The biggest drawback to using Facebook is you have to be a Facebook user, and you have to set your price (unlike bidding on eBay). You can search for like items on eBay under sold items and get a decent idea of market value there. And if you stay local, there’s no packing and no shipping fees.

Then again, depending on where you live, you might consider unloading all the sellable stuff with a couple set-ups at a local flea market. Or you could take a spot in an ‘Antique Mall’. I have one I pay $40 a month for. I’ve always made rent and have gotten checks as high as $280 after rent. Another place I have a spot takes things on consignment, where you just take the stuff in and they price and sell it for a percentage, cut you a check.

Or just find a reputable local auction house, consign the stuff, and collect a check.

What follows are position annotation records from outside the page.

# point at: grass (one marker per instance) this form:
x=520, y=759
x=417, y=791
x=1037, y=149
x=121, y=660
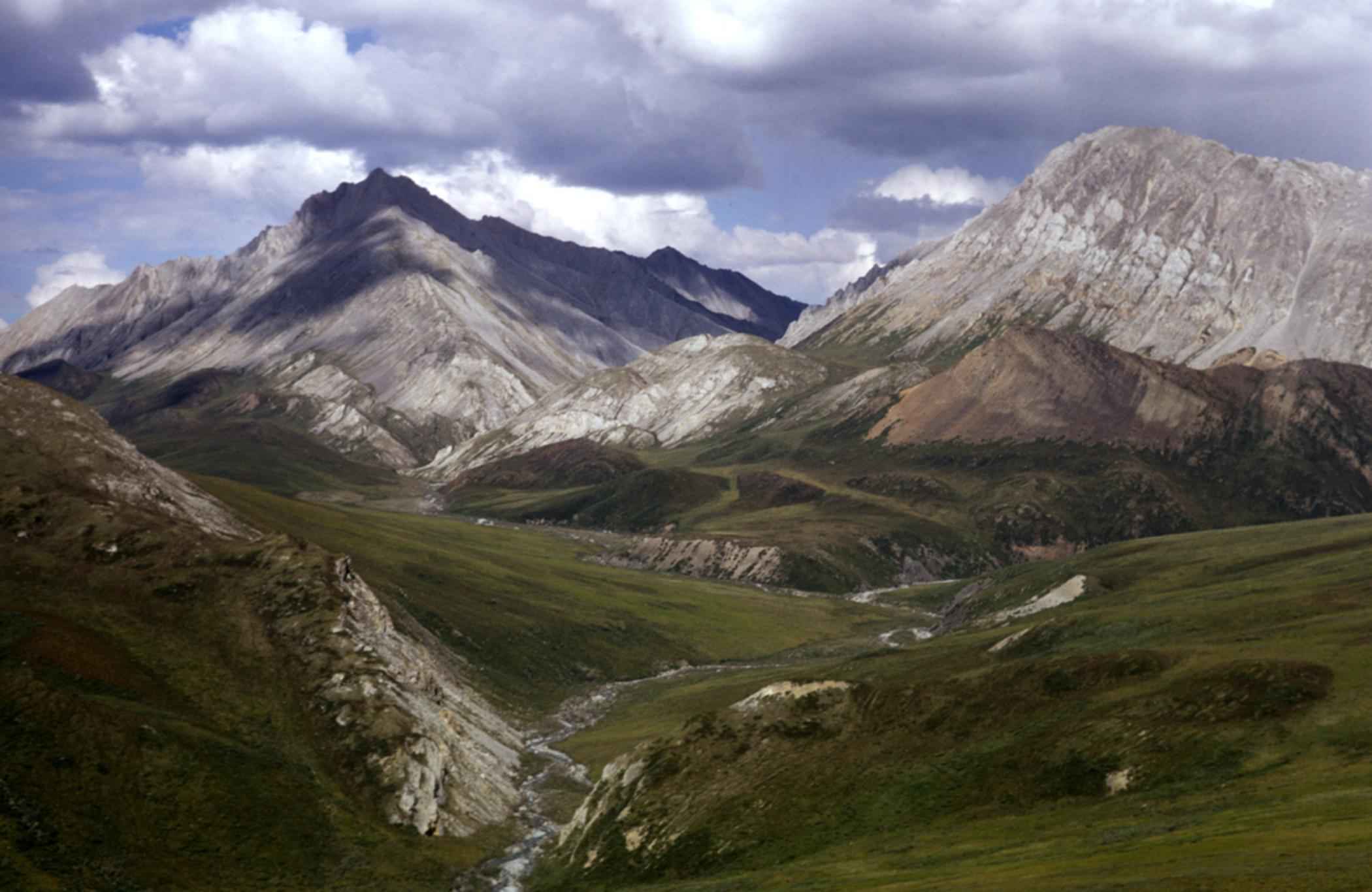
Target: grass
x=154, y=731
x=955, y=508
x=532, y=615
x=1228, y=669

Explore your options, in other words.

Pachy's avatar

Never do business with any buyer who offers to pay you extra money via PayPal if you’ll ship your item to someone in or out of the country. It’s a classic scam, and falling for it once taught me this invaluable lesson. As @jaytkay wisely advises, always accept cash, and only in person in a public place.

JLeslie's avatar

Looks like you have some good advice above. I’ll add that used books and CD’s are best sold on

Stay safe. If the person is coming to your home have someone else there or have a friend who expects your call at a certain time and they know something is wrong if you don’t call. The trick is if you happen to forget, they can call you, but then you either have a secret code word that everything is ok, or they don’t know your ok unless you call them right back. A bad guy might let you take a call, but they are not going to let you make a call. When we sold somthing on Craigslist it took about ten minutes to already have three people very interested, it was incredible. I don’t know how typical that is.

Think about having an estate sale or garage sale. Take a small ad out in the local paper to advertise it.

If you have trouble selling something don’t forget you can donate things for either a tax write off, or just because it might be a nice thing to do. Children of friends just starting out and in need of things, new immigrants to the country (you can look for the same background as yourself if you are so inclined).

2davidc8's avatar

OK, duly noted. Thank you, everybody!